Dengan iming-iming berupa rewards dalam bentuk uang, banyak orang terutama kalangan remaja berlomba-lomba untuk membuat konten yang menarik pengunjung sesuai versi mereka dan menganggap nya unik meskipun melanggar norma dan adat masyarakat ketimuran. 

Salah satu sosial media populer yang digandrungi anak muda sekarang adalah TikTok. Saya tidak bilang aplikasi ini buruk, hanya saja efek sampingnya ketika disalahgunakan sangat tidak baik untuk kehidupan kita. 

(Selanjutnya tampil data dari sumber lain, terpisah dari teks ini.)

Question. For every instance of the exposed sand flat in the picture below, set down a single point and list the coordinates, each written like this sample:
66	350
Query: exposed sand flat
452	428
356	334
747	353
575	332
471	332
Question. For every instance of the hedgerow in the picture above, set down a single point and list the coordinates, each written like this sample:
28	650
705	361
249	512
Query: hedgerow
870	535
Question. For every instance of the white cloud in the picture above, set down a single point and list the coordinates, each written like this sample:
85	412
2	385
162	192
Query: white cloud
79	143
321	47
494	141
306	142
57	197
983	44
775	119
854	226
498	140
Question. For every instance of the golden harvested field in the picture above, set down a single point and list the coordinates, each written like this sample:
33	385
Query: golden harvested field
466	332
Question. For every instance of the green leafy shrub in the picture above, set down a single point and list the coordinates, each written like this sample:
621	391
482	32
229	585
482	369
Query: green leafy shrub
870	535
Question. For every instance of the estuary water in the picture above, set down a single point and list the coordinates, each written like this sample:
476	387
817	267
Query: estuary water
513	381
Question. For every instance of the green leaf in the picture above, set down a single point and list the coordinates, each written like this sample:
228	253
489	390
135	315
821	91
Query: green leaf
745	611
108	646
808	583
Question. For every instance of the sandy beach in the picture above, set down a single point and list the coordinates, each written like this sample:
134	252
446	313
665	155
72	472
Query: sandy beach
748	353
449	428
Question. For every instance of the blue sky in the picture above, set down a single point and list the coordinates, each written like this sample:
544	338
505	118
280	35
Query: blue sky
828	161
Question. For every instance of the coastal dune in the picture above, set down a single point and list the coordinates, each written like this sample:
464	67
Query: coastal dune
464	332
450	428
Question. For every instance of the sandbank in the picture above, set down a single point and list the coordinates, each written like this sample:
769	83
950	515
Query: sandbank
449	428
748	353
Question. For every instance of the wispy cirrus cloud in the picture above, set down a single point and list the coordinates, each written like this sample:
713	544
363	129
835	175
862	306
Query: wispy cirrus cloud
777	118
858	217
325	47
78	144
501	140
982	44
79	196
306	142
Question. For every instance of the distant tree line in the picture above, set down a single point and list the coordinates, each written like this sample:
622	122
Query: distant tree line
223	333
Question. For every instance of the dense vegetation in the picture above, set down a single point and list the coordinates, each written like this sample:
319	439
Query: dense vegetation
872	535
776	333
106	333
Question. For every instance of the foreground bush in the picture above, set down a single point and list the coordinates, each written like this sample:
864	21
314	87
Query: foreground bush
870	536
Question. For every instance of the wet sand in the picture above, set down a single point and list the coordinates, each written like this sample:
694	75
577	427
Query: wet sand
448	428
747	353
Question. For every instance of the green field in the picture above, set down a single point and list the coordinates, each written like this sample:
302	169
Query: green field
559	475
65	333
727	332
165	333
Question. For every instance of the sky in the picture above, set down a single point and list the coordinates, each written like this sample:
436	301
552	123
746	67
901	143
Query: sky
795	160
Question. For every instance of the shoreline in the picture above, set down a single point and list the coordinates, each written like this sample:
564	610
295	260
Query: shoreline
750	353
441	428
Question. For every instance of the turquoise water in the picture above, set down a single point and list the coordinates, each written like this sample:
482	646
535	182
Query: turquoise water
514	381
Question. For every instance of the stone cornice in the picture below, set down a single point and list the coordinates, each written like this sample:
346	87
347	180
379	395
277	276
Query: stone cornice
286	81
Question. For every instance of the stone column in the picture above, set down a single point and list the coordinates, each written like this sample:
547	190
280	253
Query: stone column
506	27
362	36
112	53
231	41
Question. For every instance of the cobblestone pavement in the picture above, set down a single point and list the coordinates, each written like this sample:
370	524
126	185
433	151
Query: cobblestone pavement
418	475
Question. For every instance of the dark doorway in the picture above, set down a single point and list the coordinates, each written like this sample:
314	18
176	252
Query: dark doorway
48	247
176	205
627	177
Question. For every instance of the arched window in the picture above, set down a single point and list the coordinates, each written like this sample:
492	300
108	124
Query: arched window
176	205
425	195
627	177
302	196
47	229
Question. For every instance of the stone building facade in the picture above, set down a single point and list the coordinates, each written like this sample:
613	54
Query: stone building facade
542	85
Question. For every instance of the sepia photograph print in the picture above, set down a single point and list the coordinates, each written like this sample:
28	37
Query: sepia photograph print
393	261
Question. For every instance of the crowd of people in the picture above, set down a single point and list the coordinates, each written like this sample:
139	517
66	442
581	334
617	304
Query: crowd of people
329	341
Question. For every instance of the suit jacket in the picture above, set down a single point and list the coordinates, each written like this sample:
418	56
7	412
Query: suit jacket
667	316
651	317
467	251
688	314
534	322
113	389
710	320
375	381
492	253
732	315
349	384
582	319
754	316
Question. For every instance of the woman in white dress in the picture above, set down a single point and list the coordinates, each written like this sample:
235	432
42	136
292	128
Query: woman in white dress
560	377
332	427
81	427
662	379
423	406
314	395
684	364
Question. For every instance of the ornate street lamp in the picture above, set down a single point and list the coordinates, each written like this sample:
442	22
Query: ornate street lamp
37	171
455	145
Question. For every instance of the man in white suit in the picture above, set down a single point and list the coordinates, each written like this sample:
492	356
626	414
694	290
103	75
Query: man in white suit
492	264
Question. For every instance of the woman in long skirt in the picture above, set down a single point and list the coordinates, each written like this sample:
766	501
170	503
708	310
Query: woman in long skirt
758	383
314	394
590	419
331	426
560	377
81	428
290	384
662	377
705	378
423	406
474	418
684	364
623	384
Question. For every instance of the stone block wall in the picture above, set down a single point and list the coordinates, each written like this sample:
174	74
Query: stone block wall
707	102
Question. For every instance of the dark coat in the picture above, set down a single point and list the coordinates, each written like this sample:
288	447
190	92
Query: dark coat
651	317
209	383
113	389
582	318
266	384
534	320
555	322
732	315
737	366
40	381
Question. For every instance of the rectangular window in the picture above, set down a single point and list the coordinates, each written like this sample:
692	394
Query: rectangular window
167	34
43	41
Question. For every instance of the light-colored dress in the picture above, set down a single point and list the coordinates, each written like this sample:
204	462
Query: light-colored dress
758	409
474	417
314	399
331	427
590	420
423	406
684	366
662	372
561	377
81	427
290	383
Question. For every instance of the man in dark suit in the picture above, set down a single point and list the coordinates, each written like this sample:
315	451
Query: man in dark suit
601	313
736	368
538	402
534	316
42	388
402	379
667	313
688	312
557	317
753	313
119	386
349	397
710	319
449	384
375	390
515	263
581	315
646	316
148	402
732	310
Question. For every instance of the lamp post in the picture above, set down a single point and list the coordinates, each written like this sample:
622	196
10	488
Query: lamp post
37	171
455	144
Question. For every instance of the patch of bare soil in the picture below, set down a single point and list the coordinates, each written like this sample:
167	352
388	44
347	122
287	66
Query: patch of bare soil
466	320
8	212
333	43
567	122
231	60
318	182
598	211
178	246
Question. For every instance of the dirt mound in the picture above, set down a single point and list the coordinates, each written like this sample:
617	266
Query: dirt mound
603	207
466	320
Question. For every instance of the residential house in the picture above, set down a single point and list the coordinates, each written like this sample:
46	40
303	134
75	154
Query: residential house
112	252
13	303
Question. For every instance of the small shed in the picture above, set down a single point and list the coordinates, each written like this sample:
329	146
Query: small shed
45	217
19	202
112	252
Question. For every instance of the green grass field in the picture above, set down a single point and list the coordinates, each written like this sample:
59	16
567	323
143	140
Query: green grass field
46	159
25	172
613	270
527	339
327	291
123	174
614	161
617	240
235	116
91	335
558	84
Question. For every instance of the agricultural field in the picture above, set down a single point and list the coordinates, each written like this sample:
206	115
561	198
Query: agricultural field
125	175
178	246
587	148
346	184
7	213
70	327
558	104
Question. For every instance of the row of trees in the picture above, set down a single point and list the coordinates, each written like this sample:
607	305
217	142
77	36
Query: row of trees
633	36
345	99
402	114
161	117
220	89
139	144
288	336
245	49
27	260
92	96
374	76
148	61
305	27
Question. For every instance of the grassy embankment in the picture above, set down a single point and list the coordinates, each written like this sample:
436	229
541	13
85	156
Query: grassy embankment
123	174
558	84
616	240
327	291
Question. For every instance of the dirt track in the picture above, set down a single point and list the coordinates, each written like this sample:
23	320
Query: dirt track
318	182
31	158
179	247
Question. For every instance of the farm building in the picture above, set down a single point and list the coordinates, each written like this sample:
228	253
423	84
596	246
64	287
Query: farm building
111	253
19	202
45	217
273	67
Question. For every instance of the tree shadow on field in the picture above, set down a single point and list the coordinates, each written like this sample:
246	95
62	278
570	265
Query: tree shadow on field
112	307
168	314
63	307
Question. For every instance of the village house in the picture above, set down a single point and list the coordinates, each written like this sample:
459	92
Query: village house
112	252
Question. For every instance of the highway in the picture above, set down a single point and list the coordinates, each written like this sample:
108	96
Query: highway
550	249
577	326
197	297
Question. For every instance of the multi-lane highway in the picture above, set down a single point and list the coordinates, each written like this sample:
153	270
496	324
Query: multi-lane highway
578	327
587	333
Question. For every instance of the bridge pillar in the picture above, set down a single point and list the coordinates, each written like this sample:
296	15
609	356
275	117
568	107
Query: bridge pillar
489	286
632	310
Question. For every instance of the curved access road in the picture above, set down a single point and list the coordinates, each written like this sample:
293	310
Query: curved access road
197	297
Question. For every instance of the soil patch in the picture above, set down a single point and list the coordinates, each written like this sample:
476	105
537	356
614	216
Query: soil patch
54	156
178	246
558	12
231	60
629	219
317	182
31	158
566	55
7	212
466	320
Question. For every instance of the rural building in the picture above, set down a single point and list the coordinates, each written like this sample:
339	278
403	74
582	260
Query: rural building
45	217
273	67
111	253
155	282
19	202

Aplikasi ini merupakan salah satu sosmed yang banyak berisi konten hiburan joget-joget disertai musik pendek yang menghentak dan teramat populer di kalangan anak muda masa kini. Meskipun juga aplikasi ini ada sisi positif di mana ada juga konten-konten motivasi, informasi atau edukasi, ada juga sisi lain yang berisikan konten tidak berguna alias sampah. Yang sama sekali tidak mendidik bahkan berisi unsur pornografi, SARA yang malah mendapat view yang fantastis akibat kegoblokan unfaedah- nya. Tidak tahu apa yang ada dalam pikiran anak muda zaman sekarang.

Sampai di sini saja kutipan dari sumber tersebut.